To constrain the location and origin of the brine, we used transient electromagnetic (TEM) surveys and electromagnetic-induction (EMI) logging, both of which measure electrical conductivity of the subsurface, as well as groundwater chemistry analyses. These methods show that the brine is deepest in the southeast region and shallowest in the northwest region of the Preserve, moving from deep to shallow near the midpoint of the Preserve. Near this midpoint, the potentiometric surface maps show a shallow brine divide, the vertical gradient is upward, and the vegetation community changes. These observations indicate that either the brine is moving upward in this area because of a zone of increased hydraulic conductivity or because the Paradox Formation is closer to the land surface here than it is to the south.

Annotated TEM pseudo 2D cross section from May 2023 describing the location of the brine through the interpreted differences in resistivity.

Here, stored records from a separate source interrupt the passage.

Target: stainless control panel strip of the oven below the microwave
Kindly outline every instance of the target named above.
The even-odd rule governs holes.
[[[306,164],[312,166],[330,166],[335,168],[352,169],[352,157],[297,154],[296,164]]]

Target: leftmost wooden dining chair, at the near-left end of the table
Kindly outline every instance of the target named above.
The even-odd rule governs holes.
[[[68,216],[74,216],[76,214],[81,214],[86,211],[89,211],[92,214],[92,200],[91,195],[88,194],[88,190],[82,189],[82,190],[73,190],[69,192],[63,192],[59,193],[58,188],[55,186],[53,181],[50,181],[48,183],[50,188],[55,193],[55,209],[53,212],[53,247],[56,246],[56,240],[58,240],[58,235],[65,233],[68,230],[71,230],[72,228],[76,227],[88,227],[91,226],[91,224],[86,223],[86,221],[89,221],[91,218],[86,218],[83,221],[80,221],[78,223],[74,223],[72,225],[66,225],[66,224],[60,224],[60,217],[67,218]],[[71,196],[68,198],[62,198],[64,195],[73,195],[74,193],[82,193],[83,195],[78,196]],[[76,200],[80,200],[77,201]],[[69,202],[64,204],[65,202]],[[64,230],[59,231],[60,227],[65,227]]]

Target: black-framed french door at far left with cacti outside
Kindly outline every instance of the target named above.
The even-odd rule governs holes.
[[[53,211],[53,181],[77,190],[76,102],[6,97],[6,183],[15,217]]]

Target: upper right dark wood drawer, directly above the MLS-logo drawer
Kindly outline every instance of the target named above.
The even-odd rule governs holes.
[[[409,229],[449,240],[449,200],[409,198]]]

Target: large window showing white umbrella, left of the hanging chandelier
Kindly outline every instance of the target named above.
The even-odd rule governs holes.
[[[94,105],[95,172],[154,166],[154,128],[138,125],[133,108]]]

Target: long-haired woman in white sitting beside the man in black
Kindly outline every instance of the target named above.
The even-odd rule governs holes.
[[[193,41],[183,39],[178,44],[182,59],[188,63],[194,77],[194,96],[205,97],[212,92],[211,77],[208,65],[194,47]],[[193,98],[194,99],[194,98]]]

Chemistry analyses indicate that the brine is most chemically similar to water produced from the Paradox Formation where the brine transitions from deep to shallow and where the vertical hydraulic gradient is most strongly upward. The brine is also more chemically similar to the Paradox Formation with increasing depth. In the southern part of the Preserve, data indicate mixing between Paradox Formation waters and VFA fresh water.

A cross section depiction of groundwater flow and how it changes during low and high groundwater conditions. The green lines represent conditions during low Colorado River flows and low groundwater levels. The blue lines represent conditions when Colorado River flows and groundwater levels are high. The solid lines are the water table and the dashed lines are the approximate brine surface. The blue arrows indicate the change from low groundwater conditions to high groundwater conditions.

We observed, in general, that freshwater head and salinity have a direct relationship in wells close to the river and an indirect relationship in wells farther from the river. We explain the varied response of conductivity to hydraulic head by two dynamics. We infer that sediments near the Colorado River contain interstitial salts that dissolve as groundwater levels rise, causing greater salinity in wells near the river. Salinity decreases as groundwater levels decline and the salts precipitate and are deposited out of solution. Meanwhile, groundwater in the more central part of the Preserve responds like groundwater in an unconfined coastal aquifer that has passive saline-water encroachment. In this case, a decrease in the freshwater pressure head of the unconfined VFA results in the brine water shifting farther underneath the fresh water until it reaches a new equilibrium. Conversely, an increase in freshwater pressure head would shift the brine back toward the river, analogous to the coast in an unconfined coastal aquifer.

The results of our study show that a limited volume of water supports the Preserve’s wetland ecosystem. Whether or not the brine rises toward the surface, 30-year trends indicate that reduced water availability has already altered the plant communities that are habitat for species such as migratory birds and the razorback sucker fish, a Utah Species of Greatest Conservation Need. Continued monitoring of the hydrology and ecology of the Preserve will help guide management decisions of this sensitive environment.